Control is an illusion in that you never really have control over what happens in life. We can prep, plan and anticipate things that could potentially happen, and then the best we can do is steer things in a favorable direction. Basically, set the stage for the ideal scenario. However! Contrary to how that stage might appear, it’s not foolproof as we do not control fate. The outcome is still completely unwritten and remains completely out of our control. For many of us, this unknown is completely torturous and the unpredicted outcome is soul-crushing.

So this is a post – not about trying to change your control-freakness, but about understanding when it’s blinding you and setting you up for an extreme reality check of pain. Because the trait itself is not bad – in fact, quite the opposite. Because of your type-A-ness you got a whole slew of epic perks as a human! You’re highly capable, likely extremely attentive, socially adept, resourceful, motivated… the list goes on and on! Being Type-A is a gift, but a strong and powerful one that must be kept in check so that you can stay safely in reality. (Not the reality that you perceive, which is often the one that is entirely in your control.)

If any of this sounds like you, start to become more aware of when this trait is possibly removing the joy from your life. It is the Type-Aer’s who tend to stay completely invested in how everyone else is doing and what needs to be done to make their time better, rather than being able to relax and enjoy very profound life moments. This is one you might not even notice you’re suffering til it’s been years and you finally stop attending to others and realize you have neglected yourself and missed out on the fun and profound emotional moments of life.

Being a control-freak also comes with a great many benefits. It means you’re organized, an attentive host, you know how to throw good parties that are always well planned, and you’re able to take on stressful and chaotic situations with much grace. The downside is, you’re rarely as “present” as a person without a need to control things. Your mind is still in the anticipation of things to come, and immersed in the studying of what is happening vs. the full participation in it.
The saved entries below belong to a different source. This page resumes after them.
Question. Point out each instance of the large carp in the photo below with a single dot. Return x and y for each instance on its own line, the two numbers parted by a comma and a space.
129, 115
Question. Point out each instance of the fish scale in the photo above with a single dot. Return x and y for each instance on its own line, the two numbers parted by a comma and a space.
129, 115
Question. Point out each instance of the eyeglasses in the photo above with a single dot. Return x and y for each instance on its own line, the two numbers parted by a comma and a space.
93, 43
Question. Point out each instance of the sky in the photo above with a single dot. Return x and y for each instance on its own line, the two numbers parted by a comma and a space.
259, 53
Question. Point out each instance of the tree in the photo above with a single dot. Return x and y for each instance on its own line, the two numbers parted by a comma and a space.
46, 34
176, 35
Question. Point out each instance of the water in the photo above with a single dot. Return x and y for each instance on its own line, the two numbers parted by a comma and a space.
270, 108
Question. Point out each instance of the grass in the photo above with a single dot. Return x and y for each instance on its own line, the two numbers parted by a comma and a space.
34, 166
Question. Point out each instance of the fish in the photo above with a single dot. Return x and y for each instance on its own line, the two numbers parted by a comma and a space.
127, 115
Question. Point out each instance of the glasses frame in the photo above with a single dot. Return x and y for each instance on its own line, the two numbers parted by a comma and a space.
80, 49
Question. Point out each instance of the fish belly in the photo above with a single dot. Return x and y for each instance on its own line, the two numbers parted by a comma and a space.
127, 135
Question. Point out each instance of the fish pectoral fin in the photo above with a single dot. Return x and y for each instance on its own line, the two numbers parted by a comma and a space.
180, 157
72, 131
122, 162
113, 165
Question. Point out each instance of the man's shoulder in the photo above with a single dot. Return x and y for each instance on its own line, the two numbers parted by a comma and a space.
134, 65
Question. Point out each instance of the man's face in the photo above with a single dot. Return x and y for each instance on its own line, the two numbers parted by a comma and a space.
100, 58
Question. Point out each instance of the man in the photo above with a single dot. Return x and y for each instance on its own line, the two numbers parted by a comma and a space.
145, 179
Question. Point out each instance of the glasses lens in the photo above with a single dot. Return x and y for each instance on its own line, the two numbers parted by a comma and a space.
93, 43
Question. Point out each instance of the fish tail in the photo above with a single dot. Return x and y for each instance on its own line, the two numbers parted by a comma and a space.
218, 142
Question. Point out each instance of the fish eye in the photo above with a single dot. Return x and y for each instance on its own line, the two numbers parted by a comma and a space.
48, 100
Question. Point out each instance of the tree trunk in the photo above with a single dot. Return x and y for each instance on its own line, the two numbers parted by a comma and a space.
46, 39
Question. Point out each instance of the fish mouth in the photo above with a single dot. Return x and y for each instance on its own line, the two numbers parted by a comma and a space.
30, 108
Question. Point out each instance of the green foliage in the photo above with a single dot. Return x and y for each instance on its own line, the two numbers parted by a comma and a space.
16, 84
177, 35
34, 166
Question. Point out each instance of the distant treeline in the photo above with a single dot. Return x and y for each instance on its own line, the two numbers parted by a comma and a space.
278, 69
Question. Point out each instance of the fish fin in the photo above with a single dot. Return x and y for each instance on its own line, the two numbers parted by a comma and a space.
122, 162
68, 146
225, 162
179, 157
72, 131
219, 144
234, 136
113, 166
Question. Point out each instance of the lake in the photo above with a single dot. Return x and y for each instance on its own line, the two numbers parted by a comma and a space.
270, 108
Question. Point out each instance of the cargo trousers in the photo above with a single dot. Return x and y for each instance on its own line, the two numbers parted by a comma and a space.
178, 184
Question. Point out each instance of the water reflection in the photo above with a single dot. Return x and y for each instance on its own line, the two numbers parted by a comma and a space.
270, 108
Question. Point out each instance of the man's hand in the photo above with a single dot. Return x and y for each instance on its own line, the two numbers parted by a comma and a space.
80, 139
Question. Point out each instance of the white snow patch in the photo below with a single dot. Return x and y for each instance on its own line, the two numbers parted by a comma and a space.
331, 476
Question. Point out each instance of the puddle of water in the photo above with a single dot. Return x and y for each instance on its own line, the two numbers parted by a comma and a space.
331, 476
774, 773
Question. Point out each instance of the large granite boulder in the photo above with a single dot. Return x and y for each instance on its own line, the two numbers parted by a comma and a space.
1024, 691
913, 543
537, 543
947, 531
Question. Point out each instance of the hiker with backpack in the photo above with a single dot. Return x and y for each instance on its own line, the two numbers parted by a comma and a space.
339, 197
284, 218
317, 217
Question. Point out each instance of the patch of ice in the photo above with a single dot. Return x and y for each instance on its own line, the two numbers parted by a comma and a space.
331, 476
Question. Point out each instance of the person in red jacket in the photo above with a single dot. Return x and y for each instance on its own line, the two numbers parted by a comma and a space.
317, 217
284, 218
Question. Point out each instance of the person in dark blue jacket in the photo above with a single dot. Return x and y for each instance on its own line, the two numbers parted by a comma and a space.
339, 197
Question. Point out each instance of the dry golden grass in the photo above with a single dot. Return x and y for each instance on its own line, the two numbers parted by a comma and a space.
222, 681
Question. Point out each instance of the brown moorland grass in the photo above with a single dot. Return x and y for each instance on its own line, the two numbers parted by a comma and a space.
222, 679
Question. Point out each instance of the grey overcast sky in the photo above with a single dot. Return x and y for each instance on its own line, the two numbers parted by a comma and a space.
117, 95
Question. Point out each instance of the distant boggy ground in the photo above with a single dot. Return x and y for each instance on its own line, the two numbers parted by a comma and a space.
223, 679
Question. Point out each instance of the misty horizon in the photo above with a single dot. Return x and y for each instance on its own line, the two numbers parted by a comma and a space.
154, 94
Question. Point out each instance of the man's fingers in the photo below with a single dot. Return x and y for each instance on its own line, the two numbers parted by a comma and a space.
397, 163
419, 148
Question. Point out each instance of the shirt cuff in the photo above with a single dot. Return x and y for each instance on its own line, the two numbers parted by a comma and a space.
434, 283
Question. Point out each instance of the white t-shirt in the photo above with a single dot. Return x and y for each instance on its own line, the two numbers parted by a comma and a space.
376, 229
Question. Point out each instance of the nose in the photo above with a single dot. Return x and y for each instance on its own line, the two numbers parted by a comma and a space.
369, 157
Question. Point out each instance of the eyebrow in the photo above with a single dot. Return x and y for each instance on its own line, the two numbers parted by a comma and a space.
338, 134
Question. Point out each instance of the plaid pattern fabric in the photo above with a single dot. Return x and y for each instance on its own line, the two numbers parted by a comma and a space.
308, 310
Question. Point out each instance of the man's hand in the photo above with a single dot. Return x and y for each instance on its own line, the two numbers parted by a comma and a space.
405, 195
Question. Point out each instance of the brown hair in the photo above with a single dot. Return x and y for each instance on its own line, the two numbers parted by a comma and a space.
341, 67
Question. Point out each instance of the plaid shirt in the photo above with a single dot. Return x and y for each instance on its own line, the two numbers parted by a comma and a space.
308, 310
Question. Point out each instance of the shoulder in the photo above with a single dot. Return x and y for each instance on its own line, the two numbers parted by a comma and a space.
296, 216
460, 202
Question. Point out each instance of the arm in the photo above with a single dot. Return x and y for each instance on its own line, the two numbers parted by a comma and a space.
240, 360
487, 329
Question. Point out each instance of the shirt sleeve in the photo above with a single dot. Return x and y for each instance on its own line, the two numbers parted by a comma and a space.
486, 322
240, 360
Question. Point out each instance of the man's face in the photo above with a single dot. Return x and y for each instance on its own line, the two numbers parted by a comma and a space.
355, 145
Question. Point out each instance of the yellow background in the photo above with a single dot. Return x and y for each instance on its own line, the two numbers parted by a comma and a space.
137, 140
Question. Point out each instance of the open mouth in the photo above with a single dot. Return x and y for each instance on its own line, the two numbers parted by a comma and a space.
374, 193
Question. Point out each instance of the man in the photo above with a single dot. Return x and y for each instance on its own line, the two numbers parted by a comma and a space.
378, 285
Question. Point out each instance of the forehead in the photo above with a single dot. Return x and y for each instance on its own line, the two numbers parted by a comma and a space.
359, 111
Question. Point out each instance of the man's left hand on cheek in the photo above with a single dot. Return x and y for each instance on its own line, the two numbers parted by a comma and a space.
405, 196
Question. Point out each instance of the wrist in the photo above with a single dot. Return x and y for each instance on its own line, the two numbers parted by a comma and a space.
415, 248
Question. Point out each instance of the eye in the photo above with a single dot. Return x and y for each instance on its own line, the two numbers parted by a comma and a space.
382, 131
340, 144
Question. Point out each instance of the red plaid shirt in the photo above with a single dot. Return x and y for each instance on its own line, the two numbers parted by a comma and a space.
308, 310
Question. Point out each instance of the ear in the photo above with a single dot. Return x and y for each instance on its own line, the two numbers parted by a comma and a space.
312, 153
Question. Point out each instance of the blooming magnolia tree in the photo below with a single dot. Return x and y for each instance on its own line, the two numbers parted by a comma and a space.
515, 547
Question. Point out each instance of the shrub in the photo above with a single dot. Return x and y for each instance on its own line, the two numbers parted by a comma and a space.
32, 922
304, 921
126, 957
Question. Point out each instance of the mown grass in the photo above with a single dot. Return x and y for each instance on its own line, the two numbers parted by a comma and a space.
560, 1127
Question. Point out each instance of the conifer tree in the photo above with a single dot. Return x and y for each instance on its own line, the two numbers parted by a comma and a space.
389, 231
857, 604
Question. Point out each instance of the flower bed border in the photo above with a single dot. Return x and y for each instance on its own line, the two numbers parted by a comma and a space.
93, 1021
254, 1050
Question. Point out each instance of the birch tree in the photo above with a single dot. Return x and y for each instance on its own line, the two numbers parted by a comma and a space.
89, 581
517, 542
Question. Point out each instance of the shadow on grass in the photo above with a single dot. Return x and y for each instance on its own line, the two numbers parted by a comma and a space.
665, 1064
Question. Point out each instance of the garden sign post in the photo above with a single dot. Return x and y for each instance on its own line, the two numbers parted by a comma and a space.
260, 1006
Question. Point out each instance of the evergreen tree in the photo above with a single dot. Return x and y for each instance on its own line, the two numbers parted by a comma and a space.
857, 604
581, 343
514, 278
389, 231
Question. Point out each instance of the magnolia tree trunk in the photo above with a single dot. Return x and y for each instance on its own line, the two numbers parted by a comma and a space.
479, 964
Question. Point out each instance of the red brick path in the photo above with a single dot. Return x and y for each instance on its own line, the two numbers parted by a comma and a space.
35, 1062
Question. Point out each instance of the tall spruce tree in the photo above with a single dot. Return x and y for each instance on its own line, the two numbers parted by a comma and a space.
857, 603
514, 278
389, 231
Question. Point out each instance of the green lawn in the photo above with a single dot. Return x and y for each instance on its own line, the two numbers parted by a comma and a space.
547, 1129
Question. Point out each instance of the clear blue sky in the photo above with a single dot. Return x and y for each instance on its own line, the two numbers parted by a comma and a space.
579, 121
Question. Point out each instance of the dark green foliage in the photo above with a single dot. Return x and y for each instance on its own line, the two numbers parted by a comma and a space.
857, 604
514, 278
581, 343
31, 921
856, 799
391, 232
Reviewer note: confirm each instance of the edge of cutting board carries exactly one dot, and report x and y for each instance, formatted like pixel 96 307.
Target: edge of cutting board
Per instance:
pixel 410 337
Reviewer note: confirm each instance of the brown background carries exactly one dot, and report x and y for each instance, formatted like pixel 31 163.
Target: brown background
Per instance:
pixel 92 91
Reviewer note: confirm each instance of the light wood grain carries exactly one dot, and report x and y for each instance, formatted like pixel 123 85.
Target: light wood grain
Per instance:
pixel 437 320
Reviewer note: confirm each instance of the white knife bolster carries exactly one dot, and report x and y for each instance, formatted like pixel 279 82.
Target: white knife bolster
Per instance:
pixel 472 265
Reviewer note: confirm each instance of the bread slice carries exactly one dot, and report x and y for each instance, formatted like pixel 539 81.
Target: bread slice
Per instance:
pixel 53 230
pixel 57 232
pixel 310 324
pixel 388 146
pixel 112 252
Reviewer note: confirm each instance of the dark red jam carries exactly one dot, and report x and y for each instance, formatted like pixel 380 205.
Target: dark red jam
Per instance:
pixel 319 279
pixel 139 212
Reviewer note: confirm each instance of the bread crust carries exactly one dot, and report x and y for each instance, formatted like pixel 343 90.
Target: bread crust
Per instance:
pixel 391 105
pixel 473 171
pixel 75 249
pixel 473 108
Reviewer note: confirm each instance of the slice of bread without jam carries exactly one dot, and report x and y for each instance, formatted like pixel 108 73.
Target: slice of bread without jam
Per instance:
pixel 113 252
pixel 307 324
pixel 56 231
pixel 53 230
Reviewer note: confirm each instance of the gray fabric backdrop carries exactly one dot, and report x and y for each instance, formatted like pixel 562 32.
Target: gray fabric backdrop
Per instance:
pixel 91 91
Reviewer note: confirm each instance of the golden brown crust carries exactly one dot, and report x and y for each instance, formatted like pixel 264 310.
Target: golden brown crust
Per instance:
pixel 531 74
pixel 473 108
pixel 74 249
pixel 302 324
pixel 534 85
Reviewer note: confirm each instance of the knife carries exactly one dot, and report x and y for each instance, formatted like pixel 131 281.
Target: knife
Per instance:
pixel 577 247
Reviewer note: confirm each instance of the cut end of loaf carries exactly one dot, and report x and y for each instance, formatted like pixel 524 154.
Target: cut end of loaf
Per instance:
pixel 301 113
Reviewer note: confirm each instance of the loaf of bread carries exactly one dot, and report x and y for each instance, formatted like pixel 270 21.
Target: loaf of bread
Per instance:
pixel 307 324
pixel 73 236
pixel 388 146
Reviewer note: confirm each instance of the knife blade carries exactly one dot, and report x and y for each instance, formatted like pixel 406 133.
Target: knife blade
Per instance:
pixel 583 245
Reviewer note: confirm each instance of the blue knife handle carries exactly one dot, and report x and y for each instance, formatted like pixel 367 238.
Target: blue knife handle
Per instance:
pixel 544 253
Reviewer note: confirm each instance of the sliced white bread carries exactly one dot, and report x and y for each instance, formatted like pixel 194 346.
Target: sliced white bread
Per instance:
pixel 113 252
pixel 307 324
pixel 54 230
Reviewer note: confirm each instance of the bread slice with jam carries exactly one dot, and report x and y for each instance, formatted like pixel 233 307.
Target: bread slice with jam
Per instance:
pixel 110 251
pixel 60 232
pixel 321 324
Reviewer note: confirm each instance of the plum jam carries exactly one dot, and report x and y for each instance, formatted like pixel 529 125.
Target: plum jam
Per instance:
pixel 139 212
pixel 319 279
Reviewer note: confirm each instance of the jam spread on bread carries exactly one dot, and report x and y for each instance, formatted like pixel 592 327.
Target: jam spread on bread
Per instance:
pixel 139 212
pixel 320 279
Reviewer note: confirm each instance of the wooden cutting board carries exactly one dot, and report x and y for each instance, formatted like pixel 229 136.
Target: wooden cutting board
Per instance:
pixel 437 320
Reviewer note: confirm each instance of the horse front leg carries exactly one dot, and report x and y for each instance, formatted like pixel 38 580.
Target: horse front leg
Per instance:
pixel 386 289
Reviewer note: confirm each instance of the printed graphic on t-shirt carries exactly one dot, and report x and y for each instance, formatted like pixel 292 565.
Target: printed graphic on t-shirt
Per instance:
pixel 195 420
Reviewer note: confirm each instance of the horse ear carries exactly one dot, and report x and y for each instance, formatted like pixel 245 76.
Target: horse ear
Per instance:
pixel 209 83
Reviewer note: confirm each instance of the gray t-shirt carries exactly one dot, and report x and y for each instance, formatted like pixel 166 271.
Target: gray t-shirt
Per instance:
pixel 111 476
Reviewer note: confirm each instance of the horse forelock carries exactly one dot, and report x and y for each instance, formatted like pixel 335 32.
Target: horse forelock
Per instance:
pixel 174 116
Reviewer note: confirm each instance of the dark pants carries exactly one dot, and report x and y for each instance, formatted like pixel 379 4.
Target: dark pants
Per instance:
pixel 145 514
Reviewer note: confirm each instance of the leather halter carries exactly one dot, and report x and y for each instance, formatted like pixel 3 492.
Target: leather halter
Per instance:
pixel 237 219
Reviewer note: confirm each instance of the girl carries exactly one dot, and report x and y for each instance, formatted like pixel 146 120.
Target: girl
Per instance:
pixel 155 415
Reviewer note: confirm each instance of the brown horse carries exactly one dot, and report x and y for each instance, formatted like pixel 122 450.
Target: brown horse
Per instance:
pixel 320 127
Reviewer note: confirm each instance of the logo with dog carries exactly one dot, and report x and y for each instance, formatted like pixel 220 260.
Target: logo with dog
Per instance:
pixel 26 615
What this really means is, you do not allow yourself to savor things and really relax because your muscles never stop working.

The most painful effects of being a control freak really come when things do not go according to our plan. It can feel devastating, because our expectations have been set on a goal and therefore exaggerated and heightened in the process. Our expectation is for things to work out, because we have done so much work to support that outcome and in that process, we invested. Enough so that we sometimes lose sight of the reality that things might not work out as we planned.

This need for control of the uncontrollable future usually comes from a time early in childhood: a role taken on based on family dynamics. You likely became very much the empowered person in your home – a caregiver for others, a voice of reason, or one who was extremely capable in lieu of someone who wasn’t. In other words, you were a child with grownup skills! And how awesome they are. When you grow up with these qualities, they are a part of who you are – they are defining traits and from them come your greatest skills. So if you’re Type-A, that’s a good thing – not to be concealed or resented. It helps you to excel at many things in life and you have a natural advantage in all things work-related. But it’s a strength that must be kept in balance. Brains like ours have a tendency to go into overdrive. They compulsively plan and solve and drive us mad. They also remove us from fully enjoying our friends and our experiences to the fullest. They keep us “occupied” and always slightly disappointed at the parts of the plan we missed.

So how to soothe these mental circles? First awareness, and then effort and practice. We must acknowledge to ourselves as often as possible, what is out of our control. It’s an illusion that we usually cannot see through until something shocks us into a harsh reality. But as scary as a lack of control feels, uncertainty is not dangerous. It does not hurt us. What hurts us, is our fear around uncertainty and our resistance to letting go of our desire to control it. We fight acknowledging our powerlessness and in turn make ourselves feel scared and crazy.

As a starting point, try to remind yourself constantly when you see your expectations begin to build around a specific scenario. When that story begins to write itself in your head before it has happened, stop and acknowledge what is out of your control. Let go of the outcome and accept that you are human, and what will be will be. You are not God. You are not psychic. You cannot control what people do or what happens in the future. It’s not so scary to not know what will happen. That feeling is coming from inside you, and it’s not based in reality. Work on calming down and reminding yourself that the imagery you are foreseeing is false and in truth, anything can happen. Embrace that this “anything” is completely and utterly outside of your ability to predict and decide to let go of your expectations surrounding that thing. Decide – in advance – that you want to “gift” yourself with that experience, and to enjoy it as a present participant. Try to remain open to what may come and be humble about the range of possible outcomes. Know that you will be okay no matter what happens. All you can ever do is try, and past that, you have to let go.

Make it a goal in all social settings to enjoy your experience and be as fully present as possible. If you are sharing a meal with friends or family, be aware of that time and enjoy each moment as a completely invested participant. Yes, this might be tough at first – but make it your goal to enjoy social time as strictly that: it’s not a time to catch up on your to-do list or make sure the table is set properly. It’s important time that is only meant to be spent enjoying your life, minute by minute.

Remember to forgive yourself readily when life doesn’t follow a perfect plan. Let go, move on, and know that you tried your hardest in the conditions you were placed in. With a little bit of work in this area we can enjoy our lives and our experiences and ourselves a lot more.